Discrets jusqu'à l'offensive rebelle en Syrie, les liens entre la Turquie et le groupe islamiste Hay’at Tahrir al-Sham (HTS), désormais au pouvoir à Damas, s'affichent au grand jour, chacun tirant profit de l'autre, estiment des analystes.
"Personne ne les connaît aussi bien que nous", s'est targué le chef de la diplomatie turque, Hakan Fidan, affirmant qu'Ankara avait convaincu la Russie et l'Iran de ne pas stopper l'offensive ayant conduit à la chute de Bachar al-Assad.

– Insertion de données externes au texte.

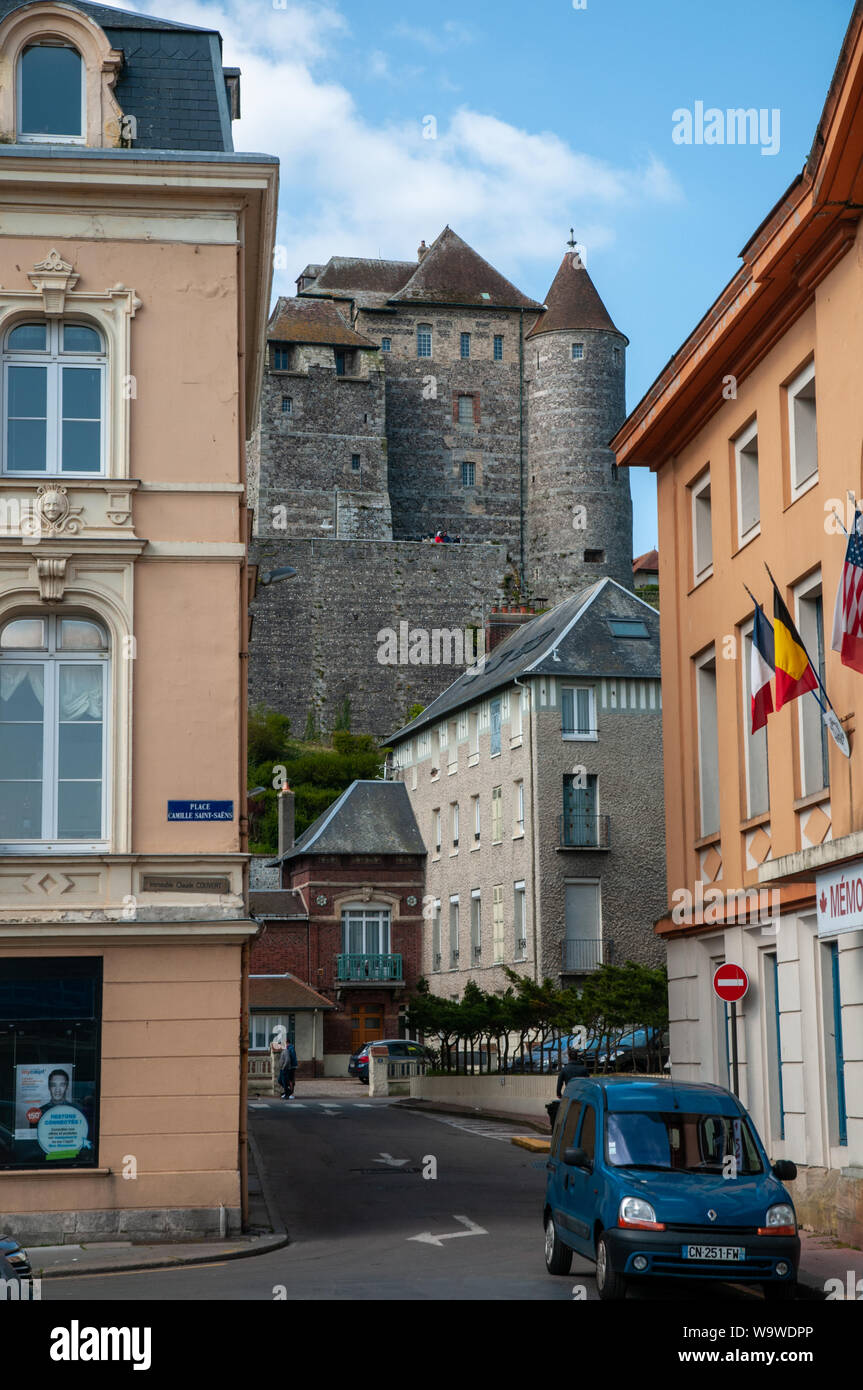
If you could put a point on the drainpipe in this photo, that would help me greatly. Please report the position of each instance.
(534, 845)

Pour autant, la victoire des rebelles syriens menés par le groupe HTS n'est "pas une prise de contrôle" de la Syrie par la Turquie, a assuré M. Fidan mercredi sur Al Jazeera, rejetant une affirmation du président élu américain Donald Trump.
"HTS n'est pas une marionnette turque, contrairement à d'autres factions rebelles syriennes, mais le groupe a depuis longtemps des liens étroits avec les Turcs et a besoin du soutien turc", résume à l'AFP Aron Lund, du centre de réflexion Century International.

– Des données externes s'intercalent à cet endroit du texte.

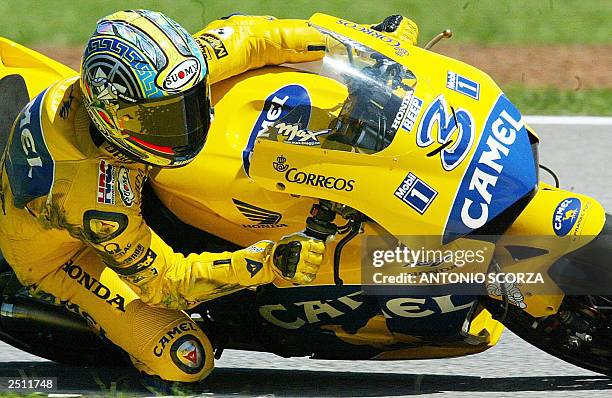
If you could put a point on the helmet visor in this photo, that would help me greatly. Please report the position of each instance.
(173, 127)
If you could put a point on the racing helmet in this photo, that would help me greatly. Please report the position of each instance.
(146, 88)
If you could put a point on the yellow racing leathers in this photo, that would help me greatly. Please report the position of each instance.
(72, 229)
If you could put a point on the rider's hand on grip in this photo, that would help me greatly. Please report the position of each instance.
(399, 28)
(297, 258)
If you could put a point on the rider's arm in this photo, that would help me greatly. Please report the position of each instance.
(240, 43)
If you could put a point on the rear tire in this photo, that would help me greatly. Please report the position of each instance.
(70, 347)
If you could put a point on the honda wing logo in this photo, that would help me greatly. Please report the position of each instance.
(262, 217)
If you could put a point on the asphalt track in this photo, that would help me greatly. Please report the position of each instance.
(581, 157)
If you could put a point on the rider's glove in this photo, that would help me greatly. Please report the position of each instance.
(400, 28)
(297, 258)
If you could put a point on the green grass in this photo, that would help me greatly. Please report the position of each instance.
(552, 101)
(56, 22)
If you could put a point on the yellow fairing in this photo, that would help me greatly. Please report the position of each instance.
(533, 228)
(37, 70)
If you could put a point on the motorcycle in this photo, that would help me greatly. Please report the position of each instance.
(379, 144)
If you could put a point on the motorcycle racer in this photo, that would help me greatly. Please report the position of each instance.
(79, 154)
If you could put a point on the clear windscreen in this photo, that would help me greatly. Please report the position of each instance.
(368, 104)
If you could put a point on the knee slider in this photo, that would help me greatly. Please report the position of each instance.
(176, 349)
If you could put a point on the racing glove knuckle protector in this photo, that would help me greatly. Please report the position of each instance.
(297, 258)
(400, 28)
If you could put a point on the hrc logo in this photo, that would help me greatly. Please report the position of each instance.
(106, 183)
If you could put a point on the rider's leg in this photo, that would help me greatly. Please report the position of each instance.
(161, 342)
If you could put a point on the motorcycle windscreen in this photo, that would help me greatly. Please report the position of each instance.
(370, 90)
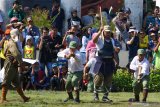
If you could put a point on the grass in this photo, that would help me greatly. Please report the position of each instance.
(55, 99)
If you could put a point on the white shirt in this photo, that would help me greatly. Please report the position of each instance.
(144, 64)
(100, 43)
(91, 64)
(73, 65)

Dans un entretien publié mercredi par le quotidien progouvernemental turc Yeni Safak, le chef de HTS et des nouvelles autorités syriennes, Abou Mohammad al-Jolani, de son vrai nom Ahmad al-Chareh, a ainsi affirmé que son gouvernement entretiendra une "relation stratégique" avec Ankara.
"Stabiliser la Syrie"
Symbole de cette proximité nouvelle entre la Turquie et la Syrie, longtemps demeurées ennemies, le patron du renseignement turc, Ibrahim Kalin, proche du président Recep Tayyip Erdogan, a savamment mis en scène sa rencontre à Damas avec Abou Mohammad al-Jolani, quatre jours seulement après la chute d'Assad.
"Les nouveaux dirigeants syriens sont très préoccupés par le fait de se construire une légitimité et des contacts avec les pays étrangers", relève Aron Lund.

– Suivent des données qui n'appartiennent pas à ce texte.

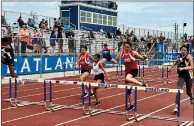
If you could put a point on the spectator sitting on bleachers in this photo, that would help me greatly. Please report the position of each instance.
(67, 29)
(91, 35)
(53, 40)
(108, 35)
(42, 24)
(20, 21)
(71, 43)
(118, 32)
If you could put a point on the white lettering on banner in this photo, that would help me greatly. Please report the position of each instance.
(59, 64)
(68, 61)
(25, 66)
(8, 72)
(168, 57)
(37, 62)
(46, 63)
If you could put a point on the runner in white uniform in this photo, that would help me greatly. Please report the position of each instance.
(98, 71)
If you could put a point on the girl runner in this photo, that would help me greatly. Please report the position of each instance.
(131, 68)
(184, 65)
(99, 71)
(106, 55)
(84, 60)
(7, 58)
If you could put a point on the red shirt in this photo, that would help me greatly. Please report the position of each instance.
(130, 64)
(84, 62)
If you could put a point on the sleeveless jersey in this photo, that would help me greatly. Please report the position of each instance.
(106, 53)
(84, 62)
(184, 62)
(130, 64)
(96, 69)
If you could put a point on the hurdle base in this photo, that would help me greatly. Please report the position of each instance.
(179, 122)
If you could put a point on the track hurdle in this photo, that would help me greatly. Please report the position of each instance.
(138, 117)
(177, 119)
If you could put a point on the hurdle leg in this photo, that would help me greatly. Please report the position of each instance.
(83, 100)
(13, 100)
(179, 104)
(48, 107)
(135, 104)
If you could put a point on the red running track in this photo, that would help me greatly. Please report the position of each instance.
(160, 104)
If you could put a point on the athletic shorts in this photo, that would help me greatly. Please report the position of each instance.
(133, 72)
(88, 70)
(99, 77)
(108, 58)
(7, 60)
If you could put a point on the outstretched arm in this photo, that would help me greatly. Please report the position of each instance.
(190, 58)
(102, 67)
(91, 58)
(119, 55)
(139, 56)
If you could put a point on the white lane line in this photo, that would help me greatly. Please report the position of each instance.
(149, 114)
(92, 100)
(107, 110)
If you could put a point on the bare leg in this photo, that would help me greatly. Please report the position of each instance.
(12, 72)
(95, 90)
(113, 61)
(129, 78)
(83, 78)
(130, 96)
(103, 61)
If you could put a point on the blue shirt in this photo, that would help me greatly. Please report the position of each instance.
(67, 28)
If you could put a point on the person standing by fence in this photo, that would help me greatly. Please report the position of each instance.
(24, 38)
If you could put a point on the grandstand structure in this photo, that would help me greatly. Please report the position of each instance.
(84, 17)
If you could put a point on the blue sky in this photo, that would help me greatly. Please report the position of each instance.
(149, 15)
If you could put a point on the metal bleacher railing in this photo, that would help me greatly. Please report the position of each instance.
(93, 44)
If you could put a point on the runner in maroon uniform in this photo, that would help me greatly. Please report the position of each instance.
(84, 61)
(131, 69)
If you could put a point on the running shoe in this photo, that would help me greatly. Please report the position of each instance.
(85, 95)
(144, 85)
(175, 110)
(21, 80)
(192, 101)
(92, 94)
(130, 107)
(97, 103)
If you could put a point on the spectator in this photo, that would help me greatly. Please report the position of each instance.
(16, 40)
(24, 38)
(46, 25)
(71, 42)
(118, 32)
(55, 24)
(42, 41)
(109, 35)
(20, 21)
(67, 29)
(30, 22)
(59, 20)
(53, 37)
(60, 38)
(42, 24)
(185, 37)
(127, 32)
(82, 41)
(36, 41)
(91, 35)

"Ils n'ont pas vraiment les contacts diplomatiques ou l'expérience nécessaires pour plaider leur cause au niveau international, donc ils bénéficient beaucoup de l'aide d'Ankara", souligne-t-il.
La Turquie, qui s'est dit "prête" à fournir une aide militaire aux nouvelles autorités syriennes, a appelé mercredi la communauté internationale à retirer le groupe HTS de la liste des organisations terroristes, ce qu'Ankara devrait faire sous peu, a laissé entendre le chef de la diplomatie turque.
En visite jeudi au Caire, où il doit être reçu par son homologue égyptien Abdel Fattah al-Sissi, le président turc Erdogan pourrait essayer de convaincre l'Égypte, acteur régional important, de prendre contact avec le nouveau pouvoir à Damas, avance la presse turque.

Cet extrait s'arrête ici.